Quantization with Unified Adaptive Distillation to enable multi-LoRA based one-for-all Generative Vision Models on edge
AI 摘要
提出QUAD框架,通过量化和知识蒸馏实现多LoRA共享模型在边缘设备上的高效部署。
主要贡献
- 提出QUAD量化感知训练策略
- 设计统一的LoRA权重处理框架,支持动态任务切换
- 在移动NPU上实现并验证了系统的效率和效果
方法论
通过量化感知训练对齐多LoRA适配器,并结合知识蒸馏保证视觉质量,实现单模型多任务。
原文摘要
Generative Artificial Intelligence (GenAI) features such as image editing, object removal, and prompt-guided image transformation are increasingly integrated into mobile applications. However, deploying Large Vision Models (LVMs) for such tasks on resource-constrained devices remains challenging due to their high memory and compute requirements. While Low-Rank Adapters (LoRAs) enable parameter-efficient task adaptation, existing Mobile deployment pipelines typically compile separate model binaries for each LoRA + a copy of the foundation model, resulting in redundant storage and increased runtime overhead. In this work, we present a unified framework for enabling multi-task GenAI inference on edge devices using a single shared model.
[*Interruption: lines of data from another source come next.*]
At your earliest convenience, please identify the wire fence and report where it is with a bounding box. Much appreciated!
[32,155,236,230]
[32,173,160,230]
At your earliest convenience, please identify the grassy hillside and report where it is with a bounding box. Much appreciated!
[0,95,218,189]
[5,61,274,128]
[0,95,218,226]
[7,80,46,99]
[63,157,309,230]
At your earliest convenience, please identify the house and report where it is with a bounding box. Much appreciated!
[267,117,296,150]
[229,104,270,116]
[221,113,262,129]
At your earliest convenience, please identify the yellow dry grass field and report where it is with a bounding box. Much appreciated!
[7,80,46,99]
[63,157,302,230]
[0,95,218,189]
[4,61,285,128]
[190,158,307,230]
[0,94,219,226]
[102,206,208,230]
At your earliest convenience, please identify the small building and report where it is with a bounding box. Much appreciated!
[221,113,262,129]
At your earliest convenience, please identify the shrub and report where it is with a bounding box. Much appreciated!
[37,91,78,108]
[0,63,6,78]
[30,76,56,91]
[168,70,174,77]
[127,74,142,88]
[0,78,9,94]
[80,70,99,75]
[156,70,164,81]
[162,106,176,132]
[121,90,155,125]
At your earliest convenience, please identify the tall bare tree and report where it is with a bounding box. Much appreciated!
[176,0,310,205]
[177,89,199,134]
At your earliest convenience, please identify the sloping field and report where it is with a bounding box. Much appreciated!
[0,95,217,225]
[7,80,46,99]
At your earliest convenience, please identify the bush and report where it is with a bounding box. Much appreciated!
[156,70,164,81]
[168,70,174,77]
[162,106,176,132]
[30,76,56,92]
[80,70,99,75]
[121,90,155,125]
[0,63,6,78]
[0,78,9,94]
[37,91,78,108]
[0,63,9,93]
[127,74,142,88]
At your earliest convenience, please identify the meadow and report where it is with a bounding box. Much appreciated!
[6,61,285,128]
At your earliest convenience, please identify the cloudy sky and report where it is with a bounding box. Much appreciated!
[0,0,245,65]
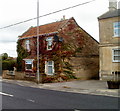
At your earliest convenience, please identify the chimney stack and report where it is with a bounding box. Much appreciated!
[109,0,117,11]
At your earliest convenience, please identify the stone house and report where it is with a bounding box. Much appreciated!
[98,0,120,80]
[17,17,99,82]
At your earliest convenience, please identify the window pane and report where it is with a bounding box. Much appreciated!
[25,60,32,64]
[114,22,120,28]
[114,29,120,36]
[48,61,52,65]
[48,66,53,74]
[114,56,120,61]
[26,64,32,69]
[114,50,120,55]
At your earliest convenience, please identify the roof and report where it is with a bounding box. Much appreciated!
[98,9,120,20]
[19,19,69,38]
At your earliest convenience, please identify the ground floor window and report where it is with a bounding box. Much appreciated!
[45,61,54,75]
[25,59,33,70]
[112,49,120,62]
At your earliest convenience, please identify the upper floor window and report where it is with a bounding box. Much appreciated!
[25,59,33,70]
[45,61,54,75]
[112,49,120,62]
[25,40,30,51]
[46,37,53,50]
[113,22,120,37]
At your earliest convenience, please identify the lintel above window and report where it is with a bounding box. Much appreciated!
[113,22,120,37]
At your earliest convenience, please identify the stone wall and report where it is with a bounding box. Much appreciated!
[2,70,25,80]
[71,56,99,80]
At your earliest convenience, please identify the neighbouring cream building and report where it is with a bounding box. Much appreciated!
[98,0,120,80]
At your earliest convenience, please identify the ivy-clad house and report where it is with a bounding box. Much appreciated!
[98,0,120,80]
[17,17,99,81]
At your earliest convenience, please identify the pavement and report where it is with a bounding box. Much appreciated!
[1,76,120,97]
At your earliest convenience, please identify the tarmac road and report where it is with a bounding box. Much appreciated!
[0,82,118,109]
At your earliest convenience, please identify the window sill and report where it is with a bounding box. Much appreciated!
[112,35,120,38]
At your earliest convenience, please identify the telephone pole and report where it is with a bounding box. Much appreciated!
[37,0,40,84]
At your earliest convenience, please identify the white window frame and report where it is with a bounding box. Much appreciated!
[45,61,54,75]
[46,37,53,50]
[25,40,30,51]
[24,59,34,70]
[113,21,120,37]
[112,48,120,62]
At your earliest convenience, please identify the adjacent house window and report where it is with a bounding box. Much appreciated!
[113,22,120,37]
[45,61,54,75]
[46,37,53,50]
[25,40,30,51]
[25,59,33,70]
[113,49,120,62]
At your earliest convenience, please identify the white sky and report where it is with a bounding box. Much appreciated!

Our key idea is to treat LoRA weights as runtime inputs rather than embedding them into the compiled model graph, allowing dynamic task switching at runtime without recompilation. Then, to support efficient on-device execution, we introduce QUAD (Quantization with Unified Adaptive Distillation), a quantizationaware training strategy that aligns multiple LoRA adapters under a shared quantization profile. We implement the proposed system with a lightweight runtime stack compatible with mobile NPUs and evaluate it across multiple chipsets. Experimental results demonstrate up to 6x and 4x reduction in memory footprint and latency improvements, respectively, while maintaining high visual quality across multiple GenAI tasks.